Michael Bloomberg's possible entry into the presidential race appears to hurt Giuliani more than Clinton, based on analysis of data from SurveyUSA's recent polling in 16 states. While support for both candidates declines when Bloomberg is included in the vote question, Giuliani's support declines by an estimated 1.7 more percentage points than does Clinton's.

The SurveyUSA data were collected by interactive voice response (i.e. "automated" survey) in AL, CA, IA, KS, KY, MA, MN, MO, NM, NY, OH, OR, TX, VA, WA and WI June 8-10, 2007 with approximately 500 respondents in each state. Respondents were first asked
If there were an election for President of the United States today, and the only two names on the ballot were Republican Rudy Giuliani and ... Democrat Hillary Clinton, who would you vote for?
The survey then asked
OK, now imagine that the election for president was a 3 way contest, and the 3 candidates on the ballot are Republican Rudolph Giuliani, Democrat Hillary Clinton, and Independent Michael Bloomberg.

(SurveyUSA asked about other candidate pairs as well, but the focus here is only on the Giuliani-Clinton-Bloomberg effects.)

Adding a third option to any vote question should be expected to draw support away from both candidates in the two candidate only form.
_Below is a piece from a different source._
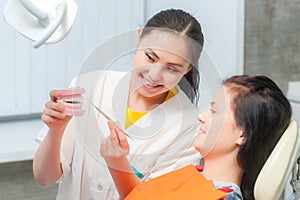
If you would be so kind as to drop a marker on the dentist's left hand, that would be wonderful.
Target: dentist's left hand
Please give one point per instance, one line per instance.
(115, 146)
In the figure above, that means we would certainly expect the data points to fall below the black 45 degree line in the figure, meaning candidates do worse with three candidates than with two. That obviously occurs in the figure.

The differential impact on the candidates is the more crucial point. If both candidates are equally affected, we'd expec the red and blue points in the figure to mix together more or less randomly in the plot. If one candidate is more damaged than the other, then the blue and red points should separate with one generally closer to the 45 degree line than the other. That's what we see.
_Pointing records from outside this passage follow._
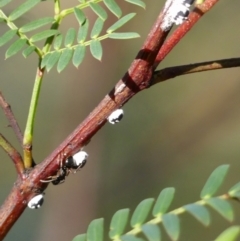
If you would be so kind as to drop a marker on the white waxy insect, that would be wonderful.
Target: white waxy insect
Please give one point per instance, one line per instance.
(77, 161)
(36, 202)
(176, 12)
(116, 116)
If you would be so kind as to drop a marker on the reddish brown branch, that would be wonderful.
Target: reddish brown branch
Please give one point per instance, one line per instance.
(137, 78)
(183, 29)
(13, 153)
(11, 118)
(172, 72)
Generally the Clinton (blue) points are above the Giuliani (red) points. If we take the simple average changes, Clinton loses an average of 3.6 points when Bloomberg is added, while Giuliani loses an average of 5.2 points. When we do a slightly fancier regression estimate, the net loss hurts Giuliani by 1.7 points more than it does Clinton. That difference is visible in the chart as the gap between the red and blue estimated regression lines.

As a Republican until this week, Bloomberg could be expected to draw more from the Republican than the Democratic candidate.

Of course this is all hypothetical with a mayor who says he expects to serve out his term. But you have to admit that an "all New York" three way race would have its charms.